Participants and methods: An epidemiologic case-control study of deep vein thrombosis (DVT) risk factors was conducted in 1272 outpatients by general practitioners. The case population (636 patients presenting with DVT) was paired with the control population (636 patients presenting with influenzal or rhinopharyngeal syndrome) according to sex and age. Deep vein thrombosis was to be documented by at least 1 objective test. Risk factors were classified into "intrinsic" ("permanent") and "triggering" ("transient") factors and were evidenced using univariate analysis.

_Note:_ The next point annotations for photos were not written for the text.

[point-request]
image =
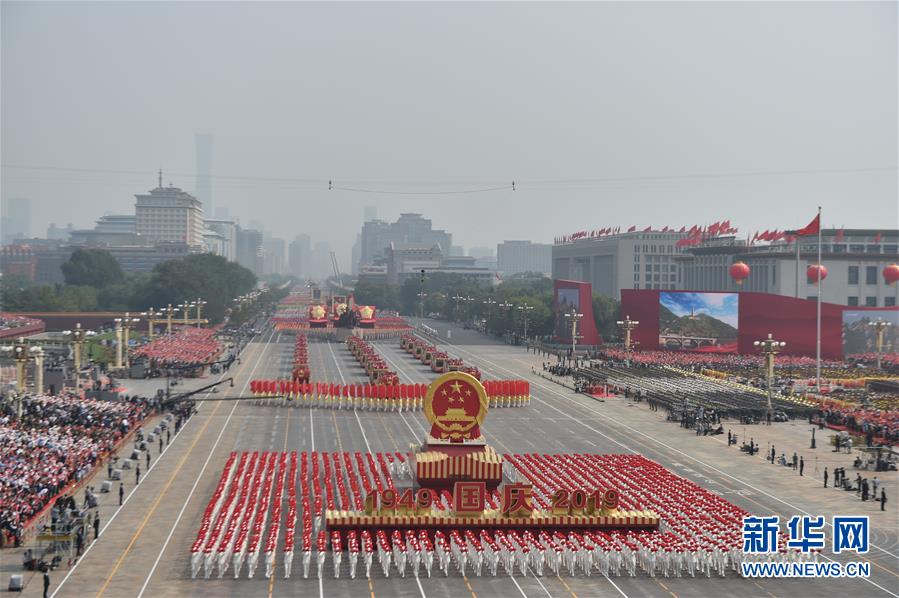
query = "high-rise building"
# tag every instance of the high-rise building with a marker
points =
(410, 228)
(227, 230)
(275, 255)
(515, 257)
(203, 143)
(322, 260)
(249, 249)
(16, 219)
(632, 260)
(56, 233)
(299, 256)
(169, 214)
(356, 255)
(854, 259)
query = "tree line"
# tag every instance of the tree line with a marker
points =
(94, 281)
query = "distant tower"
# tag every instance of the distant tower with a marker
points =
(203, 142)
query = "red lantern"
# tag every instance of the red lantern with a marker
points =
(739, 272)
(891, 273)
(816, 272)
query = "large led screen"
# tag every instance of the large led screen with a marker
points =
(860, 331)
(702, 322)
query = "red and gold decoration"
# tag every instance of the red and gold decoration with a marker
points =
(455, 406)
(816, 272)
(739, 272)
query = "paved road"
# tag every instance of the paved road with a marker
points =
(144, 552)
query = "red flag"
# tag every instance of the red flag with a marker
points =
(812, 228)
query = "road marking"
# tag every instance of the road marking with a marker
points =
(671, 448)
(190, 494)
(127, 498)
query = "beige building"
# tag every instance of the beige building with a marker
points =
(170, 214)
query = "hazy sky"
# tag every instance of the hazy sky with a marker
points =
(603, 114)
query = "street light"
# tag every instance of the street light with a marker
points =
(628, 326)
(488, 302)
(769, 348)
(574, 317)
(421, 303)
(77, 337)
(524, 309)
(151, 315)
(125, 323)
(879, 327)
(199, 303)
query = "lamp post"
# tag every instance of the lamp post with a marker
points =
(524, 309)
(879, 327)
(457, 299)
(169, 310)
(628, 326)
(151, 315)
(421, 303)
(488, 302)
(574, 317)
(77, 337)
(769, 348)
(199, 303)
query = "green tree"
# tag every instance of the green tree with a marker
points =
(92, 267)
(209, 277)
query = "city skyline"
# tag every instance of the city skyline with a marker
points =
(650, 128)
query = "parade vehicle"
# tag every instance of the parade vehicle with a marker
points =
(439, 362)
(428, 354)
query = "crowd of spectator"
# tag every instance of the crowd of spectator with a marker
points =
(57, 441)
(185, 348)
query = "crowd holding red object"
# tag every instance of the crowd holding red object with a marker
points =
(57, 441)
(186, 347)
(379, 397)
(702, 534)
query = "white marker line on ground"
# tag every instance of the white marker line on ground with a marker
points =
(125, 501)
(200, 475)
(713, 468)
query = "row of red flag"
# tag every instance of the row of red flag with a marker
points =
(694, 232)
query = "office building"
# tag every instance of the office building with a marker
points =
(168, 214)
(227, 231)
(516, 257)
(203, 146)
(633, 260)
(15, 219)
(410, 228)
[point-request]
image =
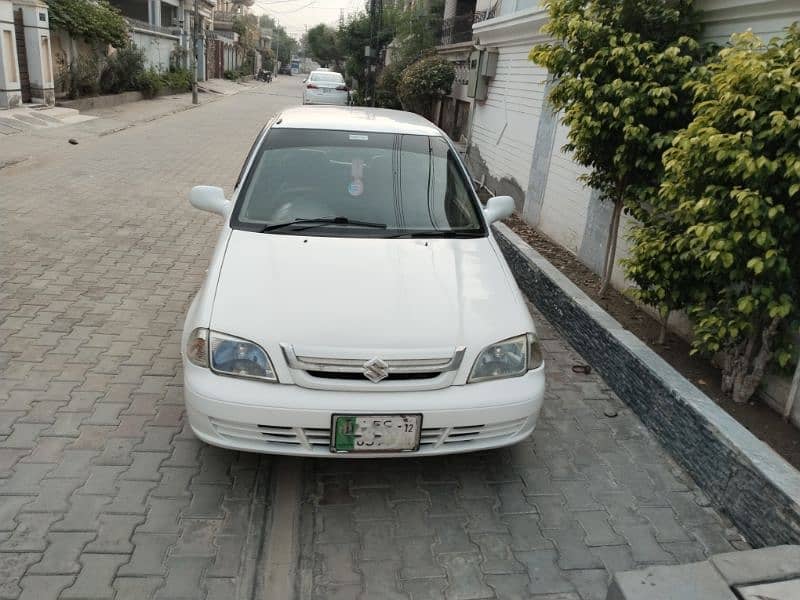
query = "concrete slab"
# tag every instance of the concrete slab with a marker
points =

Results: In the medical population, defined as patients who had not undergone surgery or application of a plaster cast to the lower extremities within the 3 weeks preceding inclusion (494 cases and 494 controls), intrinsic factors such as history of VTE, venous insufficiency, chronic heart failure, obesity, immobile standing position, history of more than 3 pregnancies, and triggering factors such as pregnancy, violent effort, or muscular trauma, deterioration of general condition, immobilization, long-distance travel, and infectious disease were significantly more frequent in the case patients than in the controls (odds ratio, >1; P<.05). In the overall population, additional risk factors were cancer, blood group A, plaster cast of the lower extremities, and surgery. In both populations, the number of risk factors per patient was greater in the case patients than in the controls.
Conclusion: Several risk factors for DVT were identified in medical outpatients presenting with DVT, and their comprehension may improve appropriateness and efficiency of the different methods available for thromboprophylaxis. Arch Intern Med. 2000;160:3415-3420.